Erementar Gerade, Vols. 5 – 6
by Mayumi Azuma
Rating: Teen (13+)
The fifth volume of Mayumi Azuma’s Erementar Gerade finished off the fight club story and expands upon the background and personalities Rasati and Lilea, a Pleasure and Edel Raid duo that was introduced at the beginning of the arc. From there the ever growing group begins their journey across the sea. In the sixth volume the group continues their journey across the ocean and crosses swords with the mysterious Greyarts!
With these two volumes we see the relationship between Edel Raids and their Pleasures shift a little bit. Up until volume five the Edel Raid/Pleasure relationships have generally been Male/Female. While there was a brief encounter with a Female/Female team, it’s only with these volumes that we get a real introduction and look at a same sex Edel Raid/Pleasure duo. Rasati and Lilea’s relationship shifts the idea of love and closeness from one of friendship, romance and exploitation to one of familial love and care instead. Given that up until now there was a strong underlying theme of men exploiting women for their own needs versus genuine love and friendship it’s interesting to see this permutation show up. The end of volume six features a return to the underlying theme of exploitation and abuse as we see an antagonist being punished in a way that’s more than a little evocative of sexual abuse. It’s actually a rather disturbing scene and stands out in stark contrast to everything else that’s been going on in the series so far. In fact the entire second half of volume six takes a surprisingly dark and disturbing tone. As for the cast, Cou continues to be slightly obnoxious and hot headed though he’s slowly beginning to calm down a bit. Unfortunately it’s not enough to really make him likable and I still find myself far more interested in the Arc Aile group and Rasati and Lilea.

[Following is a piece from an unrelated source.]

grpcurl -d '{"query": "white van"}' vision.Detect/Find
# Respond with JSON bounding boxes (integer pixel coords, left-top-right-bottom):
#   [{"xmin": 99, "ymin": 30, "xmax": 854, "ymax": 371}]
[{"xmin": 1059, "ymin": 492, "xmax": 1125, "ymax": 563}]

Mayumi Azuma’s art continues to improve though I’m still not in love with it. It’s certainly serviceable and the action scenes are getting significantly easier to follow, but the designs still feel a tad too generic with few standing out or really capturing the imagination. Greyarts, for example, just kind of blends into the background as someone who’s supposed to be slick and stylish and cool looking but is ultimately forgettable. It’s a hard thing to really define. The best comparison I can come up with is the differences between Street Fighter and King of Fighters character designs. While the King of Fighters characters often look cool, modern and very hip and stylish they don’t quite capture the imagination or break into that iconic territory that make the Street Fighter character designs so memorable. I think a lot of it has to do with the designs conveying something of the characters personalities and when you dress an entire cast like they just walked out of an upscale, high fashion boutique they generally won’t convey much. Rasati, so far, is the stand out for the series in my opinion. Her design is interesting, not overly complex, and it conveys quite a bit about her character and who she is as a person.
The series is.. interesting. The dark and slightly disturbing twists and turns of these two volumes really has me wondering what the hell’s going on. It’s just such a strong shift in the tone of the series that it’s really taken me by surprise. I’d be lying if I said I wasn’t a little curious to see how some of it plays out though.